Postgraduate taught 

Investment Fund Management MSc

Economic Fundamentals And Financial Markets ECON5005

  • Academic Session: 2019-20
  • School: Adam Smith Business School
  • Credits: 20
  • Level: Level 5 (SCQF level 11)
  • Typically Offered: Semester 2
  • Available to Visiting Students: No

Short Description

The aim of this course is to outline how macroeconomics fundamentals influence asset returns and asset prices.

The point of departure of the baseline Capital Asset Pricing Model (CAPM) is to postulate that the returns on stocks follow some exogenous probability distribution; the point of departure of the Black-Scholes analysis of option prices is that the price of the underlying share of stock follows some exogenous stochastic process.

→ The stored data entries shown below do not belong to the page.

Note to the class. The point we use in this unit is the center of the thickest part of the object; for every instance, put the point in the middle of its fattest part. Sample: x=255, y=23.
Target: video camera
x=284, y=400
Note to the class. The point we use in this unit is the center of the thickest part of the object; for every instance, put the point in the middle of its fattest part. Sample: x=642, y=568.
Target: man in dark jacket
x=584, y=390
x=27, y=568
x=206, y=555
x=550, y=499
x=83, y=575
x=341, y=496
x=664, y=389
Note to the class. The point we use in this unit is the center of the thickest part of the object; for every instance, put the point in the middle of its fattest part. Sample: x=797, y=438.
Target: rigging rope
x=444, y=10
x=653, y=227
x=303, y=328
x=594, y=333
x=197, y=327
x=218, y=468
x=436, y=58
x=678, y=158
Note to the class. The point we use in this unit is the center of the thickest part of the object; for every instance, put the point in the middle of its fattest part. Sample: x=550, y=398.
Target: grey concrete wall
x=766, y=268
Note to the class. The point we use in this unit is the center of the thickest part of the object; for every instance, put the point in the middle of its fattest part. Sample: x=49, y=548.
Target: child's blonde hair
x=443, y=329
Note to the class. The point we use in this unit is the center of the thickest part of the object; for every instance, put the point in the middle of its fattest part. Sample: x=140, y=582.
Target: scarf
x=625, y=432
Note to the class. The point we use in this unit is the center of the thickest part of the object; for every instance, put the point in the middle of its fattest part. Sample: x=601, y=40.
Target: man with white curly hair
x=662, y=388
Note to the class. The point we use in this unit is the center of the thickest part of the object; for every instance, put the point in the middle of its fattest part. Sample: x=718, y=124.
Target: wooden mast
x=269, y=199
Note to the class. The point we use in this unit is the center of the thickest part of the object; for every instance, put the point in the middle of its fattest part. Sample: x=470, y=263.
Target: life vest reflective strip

More generally, the standard theory of finance starts by postulating some exogenous stochastic process for the dividends or the prices of some interesting financial asset. The aim of this course is to analyse where these postulated processes are coming from. Indeed, although some financial series can be represented quite adequately, over some limited timespan, by an appropriate exogenous process, all financial series will eventually exhibit breaks. One benefit of this analysis is that it can help us identify and predict these break points.

Timetable

10 weekly 2-hour lectures plus 5 hours of tutorials

Requirements of Entry

Please refer to the current postgraduate prospectus at: http://www.gla.ac.uk/postgraduate/ 

Assessment

A one-hour in-course examination (25% of final grade for course) and a two-hour end-of-course examination (75% of final grade for course).

Main Assessment In: April/May

Course Aims

The aim of this course is to outline how macroeconomics fundamentals influence asset returns and asset prices.

 

The point of departure of the baseline Capital Asset Pricing Model (CAPM) is to postulate that the returns on stocks follow some exogenous probability distribution; the point of departure of the Black-Scholes analysis of option prices is that the price of the underlying share of stock follows some exogenous stochastic process.

 

More generally, the standard theory of finance starts by postulating some exogenous stochastic process for the dividends or the prices of some interesting financial asset. The aim of this course is to analyse where these postulated processes are coming from. Indeed, although some financial series can be represented quite adequately, over some limited timespan, by an appropriate exogenous process, all financial series will eventually exhibit breaks. One benefit of this analysis is that it can help us identify and predict these break points.

Intended Learning Outcomes of Course

By the end of this course, students will be able to:

 

■ employ dynamic programming techniques to calculate equilibrium price allocations 

■ master dynamic system solution techniques and employ them to derive the time paths of economic and finance aggregates

■ identify the role the financial sector plays in the economy at large, both in terms of resource allocation under uncertainty, trading of risk, and capital accumulation

■ calculate the fundamental prices of basic financial assets, such as shares of stock, using state-of-the art techniques such as q-theory, real asset theory and monopolistic economic profit theory,

■ make predictions about stock market price indices based on the market fundamentals implied by the previously mentioned theories

■ understand the phenomena of price bubbles, a situation in which the actual price of an asset is different from its fundamental price, and the implication of these bubbles on the dynamic of the asset price,

■ identify macroeconomic risk and understand its implications for financial investment such as in the Bansal-Yaron economy.

Minimum Requirement for Award of Credits

Students must submit at least 75% by weight of the components (including examinations) of the course's summative assessment.